The Veterans Administration provided a standard program for this medium-sized cemetery, and only allowed a 5% variation in any one space and a 1.18 net-to-gross factor. The functions of the Administration Building, Public Information Center, Public Restrooms and Maintenance Building were combined for maximum efficiency in both building cost and long-term staffing and operations cost. Rooms were arranged thoughtfully to function well, limit dedicated circulation, and support the design intent of very simple massing.
The administration building is located prominently on the entrance road, with enough distance from the main gate to allow for a large cortege to enter the cemetery without backing up onto the highway.
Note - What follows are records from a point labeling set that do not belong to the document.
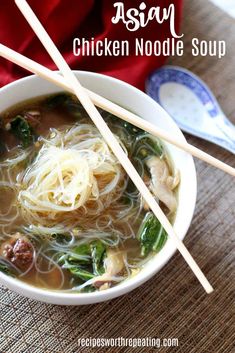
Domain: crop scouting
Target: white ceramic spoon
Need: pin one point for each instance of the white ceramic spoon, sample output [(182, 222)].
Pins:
[(192, 105)]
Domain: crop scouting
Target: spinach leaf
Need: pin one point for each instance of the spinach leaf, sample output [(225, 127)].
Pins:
[(85, 261), (83, 254), (97, 253), (147, 146), (3, 148), (151, 235), (23, 131)]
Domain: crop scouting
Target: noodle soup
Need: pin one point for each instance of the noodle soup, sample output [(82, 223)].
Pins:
[(70, 218)]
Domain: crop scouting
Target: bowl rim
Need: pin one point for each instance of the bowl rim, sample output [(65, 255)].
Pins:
[(63, 297)]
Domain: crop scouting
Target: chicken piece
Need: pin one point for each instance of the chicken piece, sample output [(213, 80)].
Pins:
[(114, 264), (19, 251), (162, 184)]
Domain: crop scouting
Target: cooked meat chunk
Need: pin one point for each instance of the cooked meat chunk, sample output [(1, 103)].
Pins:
[(114, 265), (162, 183), (19, 251)]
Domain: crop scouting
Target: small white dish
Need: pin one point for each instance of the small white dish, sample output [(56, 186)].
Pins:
[(138, 102), (192, 105)]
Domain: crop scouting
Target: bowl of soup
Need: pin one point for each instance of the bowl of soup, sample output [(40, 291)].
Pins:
[(73, 228)]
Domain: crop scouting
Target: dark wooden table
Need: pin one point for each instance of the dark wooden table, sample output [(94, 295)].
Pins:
[(172, 304)]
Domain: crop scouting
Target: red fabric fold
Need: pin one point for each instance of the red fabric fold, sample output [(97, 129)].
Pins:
[(65, 20)]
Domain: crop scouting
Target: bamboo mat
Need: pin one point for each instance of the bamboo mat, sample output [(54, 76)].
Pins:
[(172, 304)]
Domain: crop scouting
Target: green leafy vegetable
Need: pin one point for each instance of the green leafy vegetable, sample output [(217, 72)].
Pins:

Along with the entry signage, the Administration Building introduces the design language for the campus and relates to all other structures at the cemetery with the use of similar details and building materials. In addition to quartzite stone, fiber-cement siding and vertical metal siding are used to recall traditional rural structures while being cost-effective and low-maintenance. The roofs are steeply pitched, standing seam metal systems common in farm buildings throughout the state. Building orientation and limited screening are used to hide the maintenance yard, equipment and utilities from public view.
The facility houses the office, work and support areas for cemetery staff. The staff provides direct and indirect services to veterans, their families, and other cemetery visitors. Services include verification of eligibility, scheduling burial services, ordering headstones and markers, recording burial locations, budgeting, and human resource activities.
The lobby is the public information portal for all cemetery activities, containing a cemetery map showing the burial areas, a kiosk grave locator and other visitor information about the cemetery along with cultural display information. Public restrooms are located off the lobby for use when the rest of the building is closed.
An Honor Guard room for the military honors team is located between the Administration and Maintenance spaces, and doubles as the staff break room when not in use for services.
The Maintenance Area houses all the facilities supporting the interment operations and ground maintenance. In the area, cemetery employees perform workshop repairs, house cemetery equipment, maintain vehicles and equipment and store spare parts and tools. The maintenance area complex also contains a service yard. Additionally, the maintenance building includes shared employee facilities such as lockers, shower room, a break room and a foreman’s office.
The Committal Service Shelter is the most important building structure on the site, providing an intimate semi-enclosed space for funeral services as gravesite ceremonies are rare at veterans’ cemeteries.
The shelter is prominently located, on axis with the assembly area and memorial walk to double as a covered speaker’s dais for large public ceremonies. The axis continues from the assembly area through the shelter to the U.S. flag located at the apex of the site.
The structure provides space for the casket bier, visitor seating, Honor Guard presence, and protected storage. Due to the near-constant wind and inclement weather of South Dakota, the shelter is oriented northwest to use the storage building and surrounding grading as a windscreen. Fixed glass panels surround the storage building and clerestory space of the shelter for additional wind protection, with operable glass panels on either side that can be adjusted to suit daily conditions.
Keith Thompson, AIA, LEED AP BD+C, is a principal at Koch Hazard Architects in Sioux Falls.